Adjutantti is a low-energy 8-stories high A-class apartment building in Espoo, near Helsinki, Finland. Each of its 42 apartments has sophisticated individual smart home energy measurement, monitoring and control systems, which are designed to inform and influence the behavior of residents in order to optimize their energy use.
In addition to that, the property has its own distributed energy production with solar panels and elevator break energy generators.
The Adjutantti building is part of a new urban living concept being developed by construction company Skanska, energy utility Fortum, and ABB.
Real-Time Data of Individual Consumption and Distributed Energy Production
The building's solar energy system consists of 136m2 of roof-mounted panels. The system produces annually around 20,000 kWh of energy, which equates to approximately 20 percent of the building’s electrical requirements for the common facilities. Surplus energy is used to supply the building’s electrical vehicle charging stations or is supplied to Fortum’s electricity network.
The Adjutantti property elevators are provided by Kone. They are eco-efficient as they can change the down force energy when created back into electricity and feed it to the network. The re-created energy is monitored with the elevator connected sub metering and the information will be available from the BaseN Platform in a suitable format.
Room temperatures and thermostats, lighting, and even individual wall sockets are monitored and controlled. ABB's KNX based home automation system can be operated within the unit and through the BaseN Platform home portal with a smart phone.
Main heating and lighting are controlled by KNX capable switches, and unit temperature is monitored with a KNX capable temperature sensor.
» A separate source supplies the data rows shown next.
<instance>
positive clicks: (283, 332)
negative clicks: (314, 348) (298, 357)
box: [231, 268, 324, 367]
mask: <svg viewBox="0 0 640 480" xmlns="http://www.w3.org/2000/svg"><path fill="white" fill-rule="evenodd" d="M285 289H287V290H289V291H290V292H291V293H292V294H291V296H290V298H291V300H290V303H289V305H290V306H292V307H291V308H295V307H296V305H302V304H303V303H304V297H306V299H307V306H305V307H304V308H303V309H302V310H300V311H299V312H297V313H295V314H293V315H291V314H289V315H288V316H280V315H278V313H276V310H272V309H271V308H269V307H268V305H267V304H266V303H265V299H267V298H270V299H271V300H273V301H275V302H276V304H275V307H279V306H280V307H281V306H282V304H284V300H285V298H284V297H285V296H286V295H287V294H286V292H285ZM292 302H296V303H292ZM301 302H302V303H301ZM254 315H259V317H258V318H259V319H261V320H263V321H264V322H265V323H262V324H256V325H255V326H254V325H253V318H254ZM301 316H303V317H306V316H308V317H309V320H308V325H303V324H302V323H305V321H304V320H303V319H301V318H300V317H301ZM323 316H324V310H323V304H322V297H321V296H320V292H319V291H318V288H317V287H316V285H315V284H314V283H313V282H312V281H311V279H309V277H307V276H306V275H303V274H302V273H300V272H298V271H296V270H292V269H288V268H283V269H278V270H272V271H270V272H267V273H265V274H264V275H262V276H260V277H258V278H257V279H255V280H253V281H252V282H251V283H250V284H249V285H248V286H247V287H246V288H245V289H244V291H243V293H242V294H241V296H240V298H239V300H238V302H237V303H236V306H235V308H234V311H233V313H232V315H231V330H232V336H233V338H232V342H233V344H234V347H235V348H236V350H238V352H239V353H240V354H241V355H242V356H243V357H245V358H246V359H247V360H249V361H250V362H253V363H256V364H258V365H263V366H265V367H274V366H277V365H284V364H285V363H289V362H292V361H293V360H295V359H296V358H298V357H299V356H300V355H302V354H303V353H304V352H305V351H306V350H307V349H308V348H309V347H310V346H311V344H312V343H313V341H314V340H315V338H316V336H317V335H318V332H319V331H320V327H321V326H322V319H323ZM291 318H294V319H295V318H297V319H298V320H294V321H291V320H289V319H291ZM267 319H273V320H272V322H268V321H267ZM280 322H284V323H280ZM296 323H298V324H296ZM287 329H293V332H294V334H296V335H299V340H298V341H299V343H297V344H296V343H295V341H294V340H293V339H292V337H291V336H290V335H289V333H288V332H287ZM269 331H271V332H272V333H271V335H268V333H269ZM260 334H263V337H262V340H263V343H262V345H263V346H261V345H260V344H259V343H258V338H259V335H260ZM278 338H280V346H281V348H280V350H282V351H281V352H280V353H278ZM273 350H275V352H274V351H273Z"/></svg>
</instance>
The heating energy used in each apartment is measured from the central district heating connection with a Saint-Cobain meter. The meter gives as output the instantaneous heating energy flow to the apartment and BaseN Platform calculates the amount of heating energy used for the wanted period of time.
A pulse output enabled power meter (SchellCount) provides inhabitants with real-time information on their private electricity usage.
These basic features can be expanded, thanks to the bus solution and the BaseN Platform, to provide per room heating control and temperature sensing, and even controllable electric sockets.